When despair for the world grows in me
And I wake in the night at the least sound
In fear of what my life and my children’s lives may be,
I go and lie down where the wood drake
Rests in his beauty in the water, and the great heron feeds.
I come unto the peace of wild things
Who do not tax their lives with forethought
of grief. I come unto the presence of still water.
And I feel above me the day-blind stars
waiting with their light. For a time
I rest in the grace of the world, and am free.

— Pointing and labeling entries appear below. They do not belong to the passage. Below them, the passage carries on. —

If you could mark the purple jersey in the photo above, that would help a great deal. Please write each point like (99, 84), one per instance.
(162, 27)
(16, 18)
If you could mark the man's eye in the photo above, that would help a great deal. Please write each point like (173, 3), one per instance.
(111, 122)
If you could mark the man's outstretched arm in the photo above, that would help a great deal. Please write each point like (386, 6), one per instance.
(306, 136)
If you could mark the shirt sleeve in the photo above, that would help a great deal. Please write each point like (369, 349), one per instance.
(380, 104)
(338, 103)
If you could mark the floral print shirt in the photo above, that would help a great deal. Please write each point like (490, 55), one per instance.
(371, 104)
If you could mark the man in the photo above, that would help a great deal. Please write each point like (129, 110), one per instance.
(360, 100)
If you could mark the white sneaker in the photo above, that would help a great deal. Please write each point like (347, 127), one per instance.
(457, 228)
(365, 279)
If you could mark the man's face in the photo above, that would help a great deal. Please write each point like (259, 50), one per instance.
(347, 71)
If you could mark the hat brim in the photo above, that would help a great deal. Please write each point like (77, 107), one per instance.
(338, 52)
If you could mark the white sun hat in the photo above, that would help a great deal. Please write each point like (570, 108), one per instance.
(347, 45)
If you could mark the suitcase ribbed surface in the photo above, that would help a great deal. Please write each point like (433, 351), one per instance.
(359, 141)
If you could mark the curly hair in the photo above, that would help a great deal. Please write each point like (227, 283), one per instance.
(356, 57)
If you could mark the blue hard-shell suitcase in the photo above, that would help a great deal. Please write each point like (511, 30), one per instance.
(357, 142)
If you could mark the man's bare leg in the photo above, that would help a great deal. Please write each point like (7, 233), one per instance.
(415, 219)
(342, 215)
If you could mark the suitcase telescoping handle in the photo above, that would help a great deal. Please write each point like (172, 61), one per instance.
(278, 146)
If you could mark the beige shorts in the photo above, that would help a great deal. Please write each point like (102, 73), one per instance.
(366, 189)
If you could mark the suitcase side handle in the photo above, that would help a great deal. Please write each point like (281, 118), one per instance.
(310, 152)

4 thoughts on “Grace, Hope, and “The Peace of Wild Things”

  1. moore314

    Lew, I think your big-picture message here is that we humans are separate from the world (nature, a God or Spirit) and from each other, at least in any deep, meaningful way. Because of that, there is hatred, suffering, greed, abuse of power and of living things. I agree, in a big picture way, that is probably true.
    On a macro level it seems overwhelming and a lost cause. When that grand scheme gets to be too much, as it does to myself from time to time, I think you are right to focus yourself spiritually inward. In their own way, I believe that is how the great peace leaders, like Jesus, Gandhi, King, are able to push on.
    I am sorry for the loss of your friend; that is a beautiful poem of which I was unaware.
    ~ Colleen


    1. literary lew Post author

      Thanks so much. And your description of the poem as “zen-ful” caught me eye and has spawned a post that is forthcoming. The “peace of wild things” is just so intensely a zen notion.